Otro concepto importante a tener en cuenta es que juez es competente ¿Por qué a veces se oye Audiencia Nacional, otras veces Tribunal Supremo, otras Audiencia Provincial, otras Tribunal Superior de Justicia…?
Comenzado por el TRIBUNAL SUPREMO, este conoce de causas penales contra las personas aforadas (JUICIO DEL PROCÉS) y de los recursos de CASACIÓN.
La AUDIENCIA NACIONAL conoce en la fase de juicio oral de los delitos con «relevancia en todo el territorio nacional» por ejemplo: delitos de terrorismo (aparecen explícitos en el artículo 65 LOPJ). De la instrucción de estos delitos conoce el Juzgado Central de Instrucción. Cuando los delitos tienen una pena prevista inferior a cinco años conocerá en fase de juicio oral el Juzgado Central.
El TRIBUNAL SUPERIOR DE JUSTICIA conocerá en fase de juicio oral de los delitos cometido por personas aforadas. También de los recursos de apelación contra la sentencias dictadas en primera instancia por la Audiencia Provincial.
La AUDIENCIA PROVINCIAL conoce en fase de juicio oral de los delitos con una pena prevista superior a cinco años. La instrucción procederá del juzgado de instrucción. Si el delito fuere inferior a cinco años conoce el Juzgado de lo Penal.
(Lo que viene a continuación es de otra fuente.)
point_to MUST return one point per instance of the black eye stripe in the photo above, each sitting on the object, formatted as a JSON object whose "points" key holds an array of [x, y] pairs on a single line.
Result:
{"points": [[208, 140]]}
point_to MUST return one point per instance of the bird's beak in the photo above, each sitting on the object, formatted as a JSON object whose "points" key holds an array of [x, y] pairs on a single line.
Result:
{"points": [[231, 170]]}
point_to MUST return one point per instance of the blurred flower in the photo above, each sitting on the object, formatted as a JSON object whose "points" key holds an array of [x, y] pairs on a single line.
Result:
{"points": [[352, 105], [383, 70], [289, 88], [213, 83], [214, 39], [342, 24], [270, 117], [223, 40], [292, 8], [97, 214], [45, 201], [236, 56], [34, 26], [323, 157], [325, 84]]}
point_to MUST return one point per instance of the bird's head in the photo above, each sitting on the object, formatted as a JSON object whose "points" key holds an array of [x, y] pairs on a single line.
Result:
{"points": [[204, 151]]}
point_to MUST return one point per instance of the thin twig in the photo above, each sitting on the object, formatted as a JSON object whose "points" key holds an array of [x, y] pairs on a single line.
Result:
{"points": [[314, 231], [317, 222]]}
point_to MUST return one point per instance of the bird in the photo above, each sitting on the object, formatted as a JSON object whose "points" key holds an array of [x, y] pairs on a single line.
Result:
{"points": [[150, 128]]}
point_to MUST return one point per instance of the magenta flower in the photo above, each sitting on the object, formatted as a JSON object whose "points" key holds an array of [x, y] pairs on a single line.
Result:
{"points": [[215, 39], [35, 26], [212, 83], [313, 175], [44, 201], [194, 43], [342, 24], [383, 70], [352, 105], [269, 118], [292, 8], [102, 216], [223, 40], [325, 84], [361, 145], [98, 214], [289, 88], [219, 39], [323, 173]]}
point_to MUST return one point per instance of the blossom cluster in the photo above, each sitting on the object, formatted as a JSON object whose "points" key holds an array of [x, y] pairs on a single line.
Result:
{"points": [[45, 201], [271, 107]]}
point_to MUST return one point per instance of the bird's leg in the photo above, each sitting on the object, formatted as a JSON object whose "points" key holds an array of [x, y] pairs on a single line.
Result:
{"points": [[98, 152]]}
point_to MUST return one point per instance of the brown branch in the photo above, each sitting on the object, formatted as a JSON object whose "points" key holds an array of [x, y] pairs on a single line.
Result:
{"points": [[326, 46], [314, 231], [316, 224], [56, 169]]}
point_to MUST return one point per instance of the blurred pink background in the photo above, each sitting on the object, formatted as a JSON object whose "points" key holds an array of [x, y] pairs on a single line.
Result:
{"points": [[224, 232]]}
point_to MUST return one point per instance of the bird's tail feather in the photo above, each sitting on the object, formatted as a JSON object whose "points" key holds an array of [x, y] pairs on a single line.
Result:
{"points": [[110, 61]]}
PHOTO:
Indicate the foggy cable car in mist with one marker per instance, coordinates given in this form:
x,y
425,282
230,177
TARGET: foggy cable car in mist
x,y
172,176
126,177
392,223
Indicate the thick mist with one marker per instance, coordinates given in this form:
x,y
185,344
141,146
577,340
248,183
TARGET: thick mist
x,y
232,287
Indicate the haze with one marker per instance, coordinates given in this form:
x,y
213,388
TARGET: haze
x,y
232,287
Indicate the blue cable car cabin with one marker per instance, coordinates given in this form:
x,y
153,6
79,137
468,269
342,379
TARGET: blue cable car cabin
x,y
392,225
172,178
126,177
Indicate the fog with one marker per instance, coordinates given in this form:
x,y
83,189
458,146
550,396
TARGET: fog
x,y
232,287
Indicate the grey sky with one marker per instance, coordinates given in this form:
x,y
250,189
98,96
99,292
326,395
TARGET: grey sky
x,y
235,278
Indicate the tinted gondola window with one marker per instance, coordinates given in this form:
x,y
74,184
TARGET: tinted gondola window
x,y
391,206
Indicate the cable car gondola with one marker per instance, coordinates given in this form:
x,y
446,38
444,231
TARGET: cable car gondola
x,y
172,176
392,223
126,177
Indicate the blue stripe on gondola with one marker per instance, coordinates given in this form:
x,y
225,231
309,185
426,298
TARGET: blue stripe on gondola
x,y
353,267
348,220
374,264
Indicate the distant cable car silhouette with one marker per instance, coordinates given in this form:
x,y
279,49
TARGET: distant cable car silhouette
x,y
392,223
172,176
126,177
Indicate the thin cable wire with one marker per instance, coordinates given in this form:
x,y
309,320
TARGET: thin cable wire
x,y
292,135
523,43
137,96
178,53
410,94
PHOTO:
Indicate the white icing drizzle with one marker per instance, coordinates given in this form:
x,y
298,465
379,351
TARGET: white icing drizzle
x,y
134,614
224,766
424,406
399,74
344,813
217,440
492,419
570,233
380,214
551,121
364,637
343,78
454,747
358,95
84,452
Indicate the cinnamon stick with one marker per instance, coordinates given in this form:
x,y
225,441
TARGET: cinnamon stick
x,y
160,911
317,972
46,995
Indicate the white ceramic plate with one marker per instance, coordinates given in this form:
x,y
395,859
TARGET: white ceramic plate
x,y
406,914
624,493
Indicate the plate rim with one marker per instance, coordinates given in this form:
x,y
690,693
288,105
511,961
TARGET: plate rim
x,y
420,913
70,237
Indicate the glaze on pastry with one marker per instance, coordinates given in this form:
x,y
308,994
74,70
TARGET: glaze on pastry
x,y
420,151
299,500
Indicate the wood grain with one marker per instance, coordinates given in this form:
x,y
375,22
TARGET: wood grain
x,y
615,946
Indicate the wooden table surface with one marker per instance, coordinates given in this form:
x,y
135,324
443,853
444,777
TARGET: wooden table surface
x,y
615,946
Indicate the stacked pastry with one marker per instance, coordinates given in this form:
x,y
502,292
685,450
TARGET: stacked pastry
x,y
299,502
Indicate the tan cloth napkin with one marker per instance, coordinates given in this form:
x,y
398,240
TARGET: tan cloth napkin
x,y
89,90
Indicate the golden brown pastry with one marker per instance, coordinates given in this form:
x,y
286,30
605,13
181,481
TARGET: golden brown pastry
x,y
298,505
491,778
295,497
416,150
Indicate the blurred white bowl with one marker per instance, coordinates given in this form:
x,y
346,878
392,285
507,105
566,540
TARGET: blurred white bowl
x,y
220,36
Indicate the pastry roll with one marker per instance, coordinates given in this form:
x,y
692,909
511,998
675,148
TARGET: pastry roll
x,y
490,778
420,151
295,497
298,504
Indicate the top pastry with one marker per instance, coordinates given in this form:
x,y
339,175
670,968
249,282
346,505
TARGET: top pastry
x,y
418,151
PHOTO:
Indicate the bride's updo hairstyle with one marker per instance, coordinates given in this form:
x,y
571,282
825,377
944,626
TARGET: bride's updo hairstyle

Desde el año 2015 existe la doble instancia penal. Esto hace que contra las sentencias dictadas en primera instancia por el Juzgado de lo Penal se pueda interponer recurso de apelación ante la Audiencia Provincial. Contra las sentencias dictadas en primer instancia por la Audiencia Provincial cabe recurso ante el TSJ. Contra las sentencias dictadas en primera instancia por el TSJ cabe recurso de casación ante el TS. Contra las sentencias dictadas en primera instancia por el Juzgado Central de lo Penal cabe recurso de apelación ante la Audiencia Nacional. Contra las sentencias dictadas en primera instancia por la AN cabe recurso de apelación ante la sala de apelación de la AN.